C’est une affaire internationale, trois pays, des dizaines de journalistes, c’est aussi hors norme en ce sens…

Quand j’entre dans la salle d’audience, les médias n’existent plus. En dehors, bien sûr, j’échange, ce sont des partenaires, des atouts aussi comme le journaliste de l’Est Républicain, Frédéric Jimenez, qui m’a énormément aidé pour l’affaire Varlet. Les journalistes sont pour moi des intervenants périphériques d’un procès, toutefois essentiels. En revanche je ne supporte pas les « journalistes indépendants », ces gens qui, téléphone au poing, pensent être plus honnêtes que les médias traditionnels ou officiels. C’est terrifiant, ils se disent professionnels mais racontent n’importe quoi et baignent dans une désinformation totale.

Tout accuse Nicolas Zepeda, comme tout semble accuser le docteur Frédéric Péchier, même si sur le fond ces deux affaires n’ont rien à voir. Pourtant, vous dites être persuadé de l’innocence de l’anesthésiste… Pourquoi ?

Je suis au cœur de l’erreur judiciaire dans cette affaire Péchier. Je suis convaincu de son innocence depuis le début de l’affaire, ce qui n’est pas toujours le cas pour d’autres, et je le suis par ce que nous avons une connaissance du dossier qui va permettre d’avoir une défense très solide. Le cabinet travaille sur cette affaire depuis bientôt huit ans, c’est la plus importante de ma carrière. Je ne connais pas l’issue d’un procès, nous défendrons Frédéric Péchier jusqu’au bout. Tout comme je ne sais rien de l’issue de ce procès en appel de Nicolas Zepeda.

Si Frédéric Péchier venait à être innocenté à l’issue d’un procès, il y aurait, encore une fois sur la forme, un retentissement similaire à l’acquittement de Patrick Dils obtenu par son avocat Me Florand en 2002…

Nous sommes exactement à ce niveau-là. L’affaire Dils est entrée dans l’histoire judiciaire avec toutes les conséquences et modifications législatives qui ont suivi. Jean-Marc Florand a été extraordinaire et très aidé par une certaine presse ! Il fait partie pour moi des meilleurs avocats pénalistes de France.

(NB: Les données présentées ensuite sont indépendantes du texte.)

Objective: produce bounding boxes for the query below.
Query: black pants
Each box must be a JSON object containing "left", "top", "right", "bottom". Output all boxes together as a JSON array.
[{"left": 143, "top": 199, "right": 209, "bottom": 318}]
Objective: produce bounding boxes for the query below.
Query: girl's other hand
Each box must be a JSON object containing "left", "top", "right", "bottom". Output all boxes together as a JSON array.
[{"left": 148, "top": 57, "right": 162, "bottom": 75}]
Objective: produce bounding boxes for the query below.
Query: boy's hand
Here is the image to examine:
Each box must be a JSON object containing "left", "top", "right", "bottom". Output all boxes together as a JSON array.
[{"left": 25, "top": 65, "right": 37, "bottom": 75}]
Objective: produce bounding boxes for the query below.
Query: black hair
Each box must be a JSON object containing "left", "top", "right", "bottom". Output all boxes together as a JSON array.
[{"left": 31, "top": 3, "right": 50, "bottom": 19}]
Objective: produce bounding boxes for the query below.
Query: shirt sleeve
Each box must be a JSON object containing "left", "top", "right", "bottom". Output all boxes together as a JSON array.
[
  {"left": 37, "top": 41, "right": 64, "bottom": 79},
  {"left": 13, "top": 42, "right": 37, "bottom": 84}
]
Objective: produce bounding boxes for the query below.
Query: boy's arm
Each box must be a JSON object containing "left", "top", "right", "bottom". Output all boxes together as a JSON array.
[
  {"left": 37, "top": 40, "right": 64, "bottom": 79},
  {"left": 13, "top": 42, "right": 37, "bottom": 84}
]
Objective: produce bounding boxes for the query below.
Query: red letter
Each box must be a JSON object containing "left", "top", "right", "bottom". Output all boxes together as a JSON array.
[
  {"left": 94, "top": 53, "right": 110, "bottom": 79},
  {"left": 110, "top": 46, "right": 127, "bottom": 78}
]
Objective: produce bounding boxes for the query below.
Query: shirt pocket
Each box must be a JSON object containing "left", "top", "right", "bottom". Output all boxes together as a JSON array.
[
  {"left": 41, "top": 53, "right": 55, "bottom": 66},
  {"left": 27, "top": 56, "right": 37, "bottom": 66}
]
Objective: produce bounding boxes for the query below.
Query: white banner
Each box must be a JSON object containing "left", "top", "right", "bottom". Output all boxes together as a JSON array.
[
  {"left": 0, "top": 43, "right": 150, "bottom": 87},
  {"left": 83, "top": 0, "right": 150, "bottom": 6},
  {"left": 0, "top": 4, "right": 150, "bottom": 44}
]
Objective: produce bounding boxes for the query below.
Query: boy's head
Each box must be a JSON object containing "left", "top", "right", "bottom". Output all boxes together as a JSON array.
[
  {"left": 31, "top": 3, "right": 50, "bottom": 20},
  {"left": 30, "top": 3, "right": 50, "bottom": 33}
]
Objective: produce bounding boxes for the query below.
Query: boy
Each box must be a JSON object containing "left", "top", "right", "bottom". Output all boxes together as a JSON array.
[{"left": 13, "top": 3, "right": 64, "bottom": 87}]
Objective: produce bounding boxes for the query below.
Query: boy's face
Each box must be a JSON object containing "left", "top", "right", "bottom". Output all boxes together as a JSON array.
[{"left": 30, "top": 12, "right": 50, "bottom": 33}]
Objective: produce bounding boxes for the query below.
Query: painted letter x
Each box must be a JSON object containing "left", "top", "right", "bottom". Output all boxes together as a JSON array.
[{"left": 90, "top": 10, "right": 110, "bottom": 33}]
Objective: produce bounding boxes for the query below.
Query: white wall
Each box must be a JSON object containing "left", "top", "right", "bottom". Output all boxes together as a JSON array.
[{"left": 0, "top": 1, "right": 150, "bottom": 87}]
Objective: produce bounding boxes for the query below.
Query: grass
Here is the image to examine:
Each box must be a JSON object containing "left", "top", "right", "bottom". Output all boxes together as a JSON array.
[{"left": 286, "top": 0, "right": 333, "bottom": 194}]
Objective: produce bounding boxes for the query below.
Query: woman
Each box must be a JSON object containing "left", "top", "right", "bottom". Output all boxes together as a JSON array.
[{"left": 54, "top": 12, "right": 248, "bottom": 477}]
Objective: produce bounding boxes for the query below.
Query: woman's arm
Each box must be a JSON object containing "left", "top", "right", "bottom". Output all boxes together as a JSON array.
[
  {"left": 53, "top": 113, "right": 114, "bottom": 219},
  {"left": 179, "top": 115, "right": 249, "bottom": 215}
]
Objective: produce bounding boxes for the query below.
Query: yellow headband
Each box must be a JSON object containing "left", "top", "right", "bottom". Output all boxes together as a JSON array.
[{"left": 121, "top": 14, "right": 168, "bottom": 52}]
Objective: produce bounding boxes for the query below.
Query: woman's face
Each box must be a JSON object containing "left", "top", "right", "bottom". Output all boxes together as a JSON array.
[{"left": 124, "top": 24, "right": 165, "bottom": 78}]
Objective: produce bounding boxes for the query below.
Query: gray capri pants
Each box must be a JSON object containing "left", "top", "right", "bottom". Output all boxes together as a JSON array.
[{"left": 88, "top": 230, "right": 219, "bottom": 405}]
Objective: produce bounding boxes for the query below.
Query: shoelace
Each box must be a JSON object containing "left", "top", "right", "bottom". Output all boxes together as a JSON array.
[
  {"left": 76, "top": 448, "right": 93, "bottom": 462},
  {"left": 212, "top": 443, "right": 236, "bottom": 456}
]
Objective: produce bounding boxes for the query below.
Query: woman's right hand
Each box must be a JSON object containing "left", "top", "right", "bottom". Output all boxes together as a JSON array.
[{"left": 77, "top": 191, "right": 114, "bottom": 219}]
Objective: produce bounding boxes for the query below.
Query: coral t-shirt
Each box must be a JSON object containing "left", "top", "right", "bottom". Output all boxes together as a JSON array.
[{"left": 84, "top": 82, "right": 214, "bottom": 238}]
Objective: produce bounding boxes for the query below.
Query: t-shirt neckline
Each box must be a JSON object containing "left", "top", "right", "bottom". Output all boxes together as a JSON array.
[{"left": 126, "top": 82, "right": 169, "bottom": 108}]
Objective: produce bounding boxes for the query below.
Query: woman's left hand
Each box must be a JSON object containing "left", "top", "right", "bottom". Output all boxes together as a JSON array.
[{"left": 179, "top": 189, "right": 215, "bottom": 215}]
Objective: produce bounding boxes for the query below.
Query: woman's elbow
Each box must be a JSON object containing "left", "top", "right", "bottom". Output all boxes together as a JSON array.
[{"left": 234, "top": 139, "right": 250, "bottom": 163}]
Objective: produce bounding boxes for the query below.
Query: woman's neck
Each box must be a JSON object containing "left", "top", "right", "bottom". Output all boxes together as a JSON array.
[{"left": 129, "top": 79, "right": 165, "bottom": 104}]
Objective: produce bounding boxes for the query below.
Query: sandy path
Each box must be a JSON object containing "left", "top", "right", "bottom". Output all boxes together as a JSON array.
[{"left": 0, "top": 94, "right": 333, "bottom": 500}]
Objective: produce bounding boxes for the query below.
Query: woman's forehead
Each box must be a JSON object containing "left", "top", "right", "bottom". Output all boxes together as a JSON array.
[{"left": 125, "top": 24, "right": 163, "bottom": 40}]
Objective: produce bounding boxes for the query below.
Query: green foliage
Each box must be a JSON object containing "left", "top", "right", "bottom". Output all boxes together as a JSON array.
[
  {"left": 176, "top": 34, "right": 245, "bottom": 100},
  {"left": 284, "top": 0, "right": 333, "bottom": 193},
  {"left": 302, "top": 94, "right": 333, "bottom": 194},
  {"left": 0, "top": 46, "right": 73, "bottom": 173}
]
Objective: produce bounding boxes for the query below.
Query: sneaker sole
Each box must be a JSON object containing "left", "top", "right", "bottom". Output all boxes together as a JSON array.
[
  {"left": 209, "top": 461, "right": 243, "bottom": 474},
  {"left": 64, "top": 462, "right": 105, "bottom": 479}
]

Que préférez-vous au cours d’une affaire ?

Les débats, les contre-interrogatoires, croiser les vérités, essayer de faire ressortir les inexactitudes. Faire tomber les évidences parfois, jusqu’à ce moment où l’on sent le procès « craquer ».

Vous dites « défendre un dossier soutenu par l’opinion publique ne représente strictement aucun intérêt personnel et professionnel », c’est-à-dire ?

J’aime défendre le pire, c’est dans le pire que les avocats pénalistes sont les meilleurs. Plus l’affaire est difficile, plus une personne se retrouve dans une situation d’ostracisation, plus c’est intéressant. Notre place est à côté de lui.